A turbo is good, an impulse turbine can collect the exhaust pulse pressure (not sure if there's a term for this) without much restriction and will muffle the exhaust without wasting as much energy as a muffler. The only problem is under part load operation there isn't much energy to collect, and because it arrives in pulses you can't collect as much of it.
That's where the steam generation comes in. An ideal gasoline engine that has no cooling losses, no friction, and has full expansion of the burnt charge will still dump 30% of the energy as heat into the exhaust. Even under full load, the leftover pressure that is being blown out only accounts for a small amount of the total energy that can be extracted from the fuel. As the exhaust blows through the restriction of the exhaust valves, it loses energy, and what's left can only be converted at less than 50% (?) efficiency in an impulse turbine.

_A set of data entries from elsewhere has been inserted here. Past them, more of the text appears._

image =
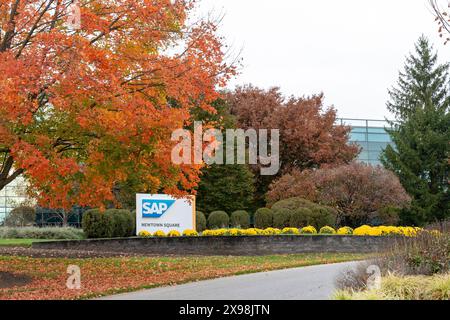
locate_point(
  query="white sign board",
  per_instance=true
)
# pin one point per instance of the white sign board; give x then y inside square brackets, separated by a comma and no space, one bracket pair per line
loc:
[163,212]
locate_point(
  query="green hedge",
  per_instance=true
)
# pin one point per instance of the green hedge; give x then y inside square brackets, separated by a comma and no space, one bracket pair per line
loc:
[240,219]
[113,223]
[281,218]
[200,221]
[218,219]
[304,213]
[41,233]
[263,218]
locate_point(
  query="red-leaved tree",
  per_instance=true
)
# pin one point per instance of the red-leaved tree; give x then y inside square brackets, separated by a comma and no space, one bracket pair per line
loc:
[362,193]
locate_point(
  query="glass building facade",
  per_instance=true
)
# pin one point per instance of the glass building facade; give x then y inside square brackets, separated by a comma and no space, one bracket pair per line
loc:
[371,136]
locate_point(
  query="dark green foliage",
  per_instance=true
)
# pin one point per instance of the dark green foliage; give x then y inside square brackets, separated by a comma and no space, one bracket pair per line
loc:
[122,222]
[304,213]
[225,187]
[108,224]
[282,218]
[263,218]
[20,217]
[218,219]
[240,219]
[389,216]
[200,221]
[421,135]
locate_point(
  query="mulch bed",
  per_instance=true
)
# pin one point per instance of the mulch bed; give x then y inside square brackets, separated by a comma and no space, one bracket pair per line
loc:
[10,280]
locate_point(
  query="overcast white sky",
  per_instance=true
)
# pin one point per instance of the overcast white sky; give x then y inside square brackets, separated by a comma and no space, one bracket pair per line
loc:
[351,50]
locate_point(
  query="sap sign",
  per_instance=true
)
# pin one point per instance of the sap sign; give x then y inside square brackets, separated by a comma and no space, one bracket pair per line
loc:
[163,212]
[155,208]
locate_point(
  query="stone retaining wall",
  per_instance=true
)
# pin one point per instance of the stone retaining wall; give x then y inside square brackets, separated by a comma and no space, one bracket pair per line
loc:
[238,246]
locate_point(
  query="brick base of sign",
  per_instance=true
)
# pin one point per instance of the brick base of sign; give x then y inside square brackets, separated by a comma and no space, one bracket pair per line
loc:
[238,246]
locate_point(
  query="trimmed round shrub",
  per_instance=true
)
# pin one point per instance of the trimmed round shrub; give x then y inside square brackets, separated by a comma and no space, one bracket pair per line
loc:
[113,223]
[240,219]
[97,225]
[281,218]
[263,218]
[200,221]
[300,217]
[218,219]
[327,230]
[122,222]
[319,216]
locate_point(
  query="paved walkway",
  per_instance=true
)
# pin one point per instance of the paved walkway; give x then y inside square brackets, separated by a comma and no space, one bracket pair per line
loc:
[307,283]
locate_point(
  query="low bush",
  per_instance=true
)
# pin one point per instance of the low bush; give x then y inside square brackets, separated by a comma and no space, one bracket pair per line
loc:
[200,221]
[281,218]
[122,222]
[218,219]
[300,217]
[41,233]
[345,231]
[304,212]
[22,216]
[240,219]
[263,218]
[291,231]
[111,223]
[190,233]
[159,234]
[173,234]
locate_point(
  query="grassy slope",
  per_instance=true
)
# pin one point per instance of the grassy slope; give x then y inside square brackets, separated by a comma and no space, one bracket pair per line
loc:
[102,276]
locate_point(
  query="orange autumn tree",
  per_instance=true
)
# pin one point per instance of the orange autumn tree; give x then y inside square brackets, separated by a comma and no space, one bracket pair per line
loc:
[83,109]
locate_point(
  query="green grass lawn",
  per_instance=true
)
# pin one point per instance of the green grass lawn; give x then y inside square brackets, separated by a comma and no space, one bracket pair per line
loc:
[19,242]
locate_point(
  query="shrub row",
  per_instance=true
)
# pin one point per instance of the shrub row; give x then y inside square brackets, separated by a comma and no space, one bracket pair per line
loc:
[41,233]
[289,213]
[309,230]
[113,223]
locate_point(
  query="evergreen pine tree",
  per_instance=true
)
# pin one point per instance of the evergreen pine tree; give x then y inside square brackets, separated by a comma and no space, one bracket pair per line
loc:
[224,187]
[421,135]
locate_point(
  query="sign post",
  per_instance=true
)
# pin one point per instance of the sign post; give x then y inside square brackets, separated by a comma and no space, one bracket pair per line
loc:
[156,212]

If you can generate electricity with steam heated by exhaust at just 10% efficiency, you can recover 3% of the overall fuel energy. If you consider that good engines are running in the high 30s (percent efficient), this is a pretty good amount of power.
I think in Formula 1 they are thinking of using turbocompounding (using a turbine to fully expand exhaust gases as you describe), and someone told me they saw a 7% efficiency gain. This means the turbocompound makes the same amount of power as a 10% efficient steam generator at full load, except street cars rarely run full load.